BROOKSVILLE — Don't look now, but the Hernando Beach Channel dredging project has just hit another snag.
But at least this time, the environmental glitch that has cropped up is actually a good news/bad news sort of scenario, Hernando public works director Charles Mixson told county commissioners this week.
Sure, the county needs to draw up a Plan B for how to mitigate for lost sea grass and, yes, that's going to cost some money.
But the upside is that Hernando County will be fixing a new area of damaged sea grass between Jenkins Creek and Bayport, a move that will improve habitat for local sea life.
And the really good news is that this glitch is not going to stop the dredging from moving forward.
As part of the long-awaited dredging project, the county was going to have to mitigate for the sea grass that will be lost when the channel is lengthened. The plan was to cultivate new grass where propellers have scarred areas near the beginning of the channel.
Once the dredge was done, the area would be marked so that no motorized vessels would enter.
But as the county's sea grass consultants arrived to do a survey showing where the scars were, they found that the sea grass had filled back in and no fix was needed.
Mixson said that state environmental regulators were not going to give the county credit for that and they needed another plan. That's when the sea grass consultants suggested cultivating the badly scarred areas just out from Jenkins Creek near Bayport.
Protecting that area from motor boats would be good for boat owners and sea life, Mixson said. It's a spot that is shallow and rocky, and motor boats should not be there, he said.
State Department of Environmental Protection officials have given verbal permission for the sea grass cultivation in that area, Mixson said Wednesday.
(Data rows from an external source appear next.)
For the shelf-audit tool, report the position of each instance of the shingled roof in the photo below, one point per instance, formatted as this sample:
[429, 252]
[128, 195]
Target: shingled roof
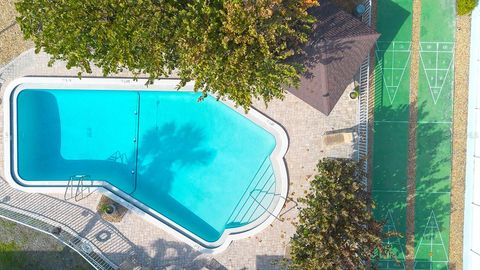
[333, 55]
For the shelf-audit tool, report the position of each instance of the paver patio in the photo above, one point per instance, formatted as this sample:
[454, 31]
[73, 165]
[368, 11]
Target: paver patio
[137, 240]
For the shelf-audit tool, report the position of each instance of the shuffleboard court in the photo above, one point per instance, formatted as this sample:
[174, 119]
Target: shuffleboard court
[437, 37]
[392, 64]
[434, 135]
[432, 227]
[390, 131]
[393, 211]
[434, 151]
[390, 156]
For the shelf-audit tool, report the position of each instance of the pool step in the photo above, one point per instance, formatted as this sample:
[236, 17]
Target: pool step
[79, 187]
[257, 198]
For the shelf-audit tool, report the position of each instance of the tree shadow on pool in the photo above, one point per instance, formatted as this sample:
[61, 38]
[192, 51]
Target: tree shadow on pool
[163, 151]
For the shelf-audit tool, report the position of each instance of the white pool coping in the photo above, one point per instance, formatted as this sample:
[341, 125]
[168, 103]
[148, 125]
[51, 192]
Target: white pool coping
[88, 84]
[471, 230]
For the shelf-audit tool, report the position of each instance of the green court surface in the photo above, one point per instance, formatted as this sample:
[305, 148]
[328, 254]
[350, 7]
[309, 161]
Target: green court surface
[434, 151]
[390, 156]
[434, 135]
[432, 227]
[392, 210]
[390, 131]
[392, 54]
[437, 36]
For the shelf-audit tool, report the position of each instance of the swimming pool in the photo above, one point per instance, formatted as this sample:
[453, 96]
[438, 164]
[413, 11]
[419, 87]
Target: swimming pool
[204, 171]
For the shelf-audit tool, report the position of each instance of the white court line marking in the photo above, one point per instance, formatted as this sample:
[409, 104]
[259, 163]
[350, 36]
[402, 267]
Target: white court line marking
[431, 88]
[433, 227]
[418, 122]
[392, 68]
[389, 224]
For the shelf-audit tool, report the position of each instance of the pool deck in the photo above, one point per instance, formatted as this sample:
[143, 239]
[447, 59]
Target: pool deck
[135, 241]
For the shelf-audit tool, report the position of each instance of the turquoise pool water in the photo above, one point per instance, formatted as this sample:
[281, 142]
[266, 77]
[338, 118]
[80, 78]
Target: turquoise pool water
[202, 165]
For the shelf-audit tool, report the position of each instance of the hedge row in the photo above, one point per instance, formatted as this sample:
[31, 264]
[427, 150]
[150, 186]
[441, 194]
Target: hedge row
[465, 7]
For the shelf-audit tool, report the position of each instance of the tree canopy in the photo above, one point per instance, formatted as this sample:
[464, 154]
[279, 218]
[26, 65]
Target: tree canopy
[230, 48]
[336, 228]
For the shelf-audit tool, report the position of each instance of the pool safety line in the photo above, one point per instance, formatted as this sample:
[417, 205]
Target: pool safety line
[136, 141]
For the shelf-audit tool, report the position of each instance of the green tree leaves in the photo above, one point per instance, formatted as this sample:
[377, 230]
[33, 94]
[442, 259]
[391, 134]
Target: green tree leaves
[336, 228]
[231, 48]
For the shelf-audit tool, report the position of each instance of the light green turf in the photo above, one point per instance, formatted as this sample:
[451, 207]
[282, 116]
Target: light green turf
[434, 152]
[434, 139]
[390, 156]
[392, 54]
[437, 36]
[391, 207]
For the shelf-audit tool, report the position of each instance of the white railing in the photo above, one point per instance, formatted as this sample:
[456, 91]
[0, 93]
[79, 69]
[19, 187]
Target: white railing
[362, 145]
[88, 251]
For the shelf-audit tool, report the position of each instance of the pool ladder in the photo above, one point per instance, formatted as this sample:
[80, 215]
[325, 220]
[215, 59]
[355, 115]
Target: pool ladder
[77, 188]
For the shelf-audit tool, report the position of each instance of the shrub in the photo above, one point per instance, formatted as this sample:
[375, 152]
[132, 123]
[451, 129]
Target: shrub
[465, 7]
[234, 49]
[336, 228]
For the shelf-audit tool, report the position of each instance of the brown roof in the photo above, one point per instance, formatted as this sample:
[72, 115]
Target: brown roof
[333, 55]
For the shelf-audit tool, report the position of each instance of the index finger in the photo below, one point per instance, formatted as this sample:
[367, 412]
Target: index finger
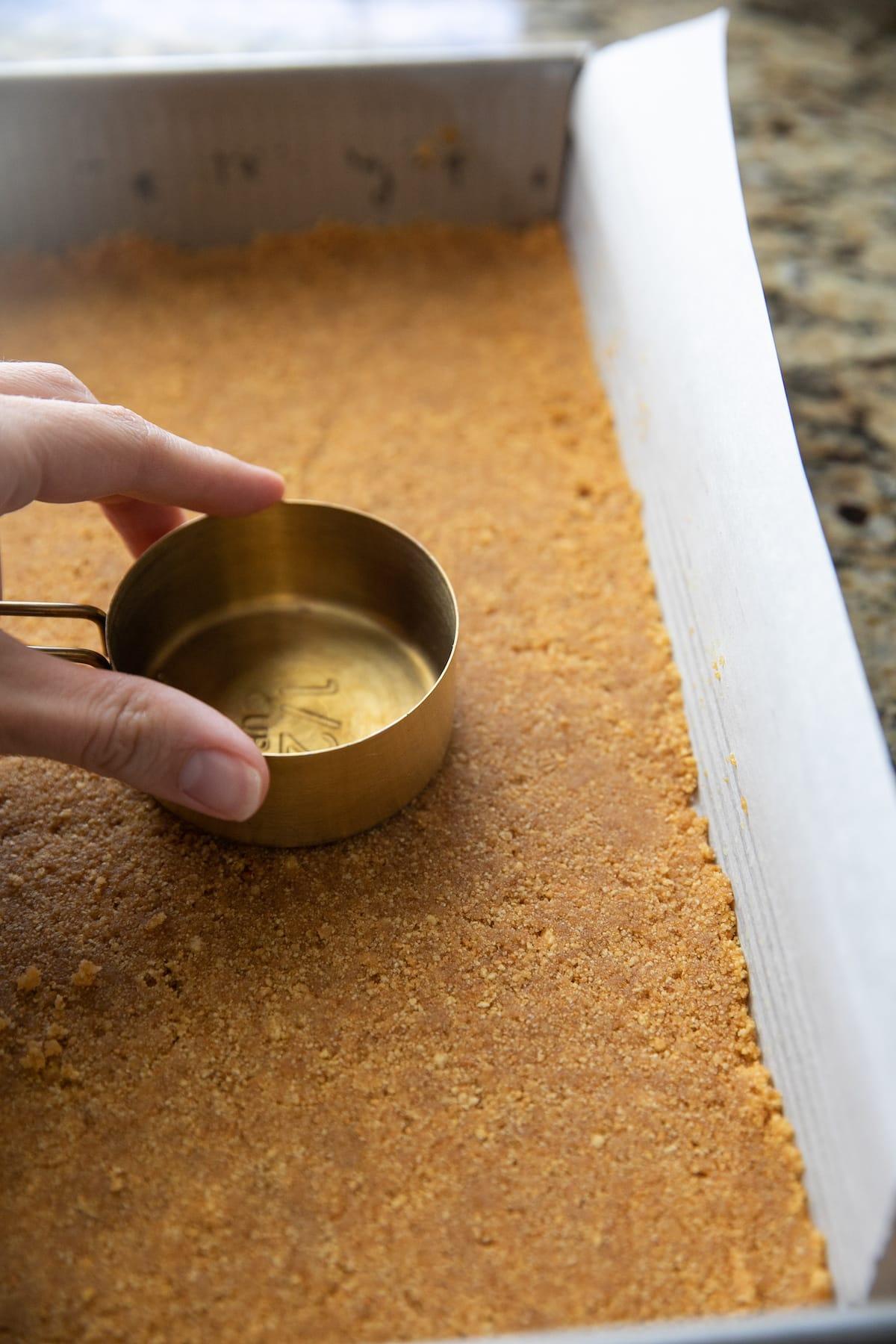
[63, 452]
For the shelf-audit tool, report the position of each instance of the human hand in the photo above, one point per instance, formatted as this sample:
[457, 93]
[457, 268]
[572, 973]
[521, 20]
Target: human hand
[60, 445]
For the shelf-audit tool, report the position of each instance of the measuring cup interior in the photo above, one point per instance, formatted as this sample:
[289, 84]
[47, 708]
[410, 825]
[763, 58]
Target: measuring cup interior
[311, 626]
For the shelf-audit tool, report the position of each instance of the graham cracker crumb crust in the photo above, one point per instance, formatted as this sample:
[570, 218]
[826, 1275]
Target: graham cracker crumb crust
[487, 1068]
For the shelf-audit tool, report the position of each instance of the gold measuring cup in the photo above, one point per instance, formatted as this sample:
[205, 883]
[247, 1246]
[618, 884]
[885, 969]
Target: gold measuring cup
[327, 635]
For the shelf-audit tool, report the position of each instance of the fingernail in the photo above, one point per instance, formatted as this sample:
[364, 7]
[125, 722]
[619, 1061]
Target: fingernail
[222, 784]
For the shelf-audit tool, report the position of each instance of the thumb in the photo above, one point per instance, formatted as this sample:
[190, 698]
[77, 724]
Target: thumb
[131, 729]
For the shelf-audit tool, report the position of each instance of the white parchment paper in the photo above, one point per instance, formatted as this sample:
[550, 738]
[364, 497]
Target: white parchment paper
[794, 774]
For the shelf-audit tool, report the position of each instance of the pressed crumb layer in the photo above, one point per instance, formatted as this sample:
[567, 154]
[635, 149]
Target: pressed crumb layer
[487, 1068]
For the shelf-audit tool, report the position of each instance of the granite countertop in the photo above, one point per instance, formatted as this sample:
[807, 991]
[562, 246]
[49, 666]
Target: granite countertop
[813, 87]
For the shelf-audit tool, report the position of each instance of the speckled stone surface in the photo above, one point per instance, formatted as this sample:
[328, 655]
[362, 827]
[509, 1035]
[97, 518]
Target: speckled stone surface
[813, 89]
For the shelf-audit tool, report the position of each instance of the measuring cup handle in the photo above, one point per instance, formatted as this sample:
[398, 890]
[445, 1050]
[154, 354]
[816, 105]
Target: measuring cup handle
[73, 612]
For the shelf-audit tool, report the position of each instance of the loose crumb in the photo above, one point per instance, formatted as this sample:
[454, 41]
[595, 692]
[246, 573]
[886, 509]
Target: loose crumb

Commissioners agreed to hold a public hearing Aug. 11 on the change in the county's sea grass protection ordinance.
Expanding the county sea grass consultants' responsibilities to the new area would result in an increase in their fee, which would be brought forward to the County Commission in the future. But Mixson said the project still would be well within budget.
The county is funding one-third and the state is funding two-thirds, up to a total project of $9 million.